Rinse the dried white chickpeas well, then soak them overnight in plenty of water. Drain, transfer to a pressure cooker with fresh water and the tea bags, and cook for about 10 minutes after the first whistle, or until tender. Let the pressure release naturally, then discard the tea bags.

Add the onion, tomatoes, ginger, and garlic to a blender or mixer. Blend into a smooth paste, adding a small splash of water only if needed.

Heat the oil in a wok or deep pan over medium heat. Add the cumin seeds and let them sizzle, then add the bay leaf, cardamom, cinnamon stick, cloves, and black peppercorns. Stir for about 1 minute until fragrant.

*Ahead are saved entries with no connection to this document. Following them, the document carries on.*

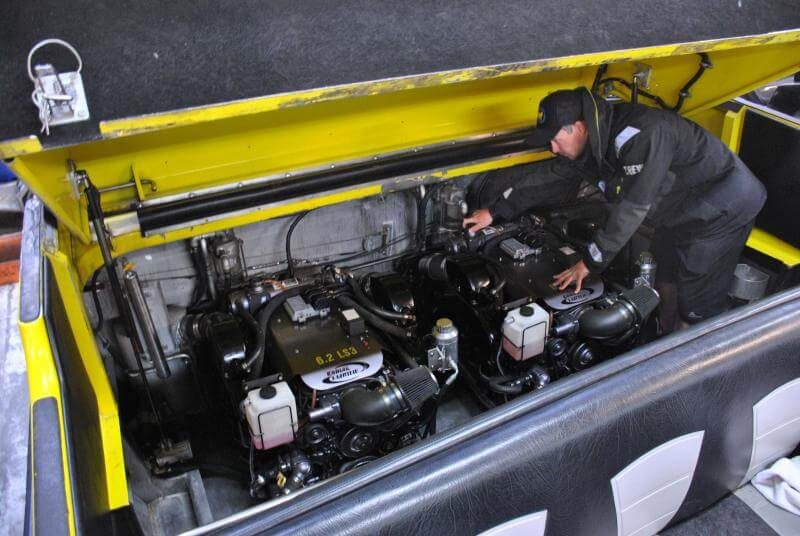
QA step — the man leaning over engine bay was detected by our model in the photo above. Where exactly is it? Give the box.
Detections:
[463,87,766,331]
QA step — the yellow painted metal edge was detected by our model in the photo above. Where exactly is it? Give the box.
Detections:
[0,135,43,159]
[19,315,77,536]
[720,108,746,154]
[98,30,800,139]
[8,158,90,243]
[74,150,550,283]
[431,150,552,179]
[685,63,800,123]
[746,228,800,267]
[45,248,129,510]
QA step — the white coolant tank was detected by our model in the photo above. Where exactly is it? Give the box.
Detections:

Add the onion-tomato paste to the pan. Cook, stirring often, until the masala thickens and the oil begins to separate from the sides of the pan.

Stir in the salt, red chilli powder, turmeric, ground coriander, garam masala, and chana masala. Cook for 2 minutes to bloom the spices.

Add the boiled chickpeas and enough water to loosen the gravy to your preferred consistency. Simmer over low heat for about 10 minutes so the chickpeas absorb the masala.

Turn off the heat and stir in the chopped coriander leaves. Taste and adjust salt or chilli if needed.


Serve hot, garnished with sliced green chilli and tomato if desired. Pair with puri, steamed rice, naan, or roti.


For a darker, restaurant-style color, tea bags help tint the chickpeas without changing the flavor much. If using canned chickpeas, skip the soaking and pressure-cooking step; rinse them well and simmer them in the masala for 15-20 minutes. Mash a few chickpeas into the gravy for a thicker texture. Store leftovers in the refrigerator for up to 3 days; the flavor improves as it rests.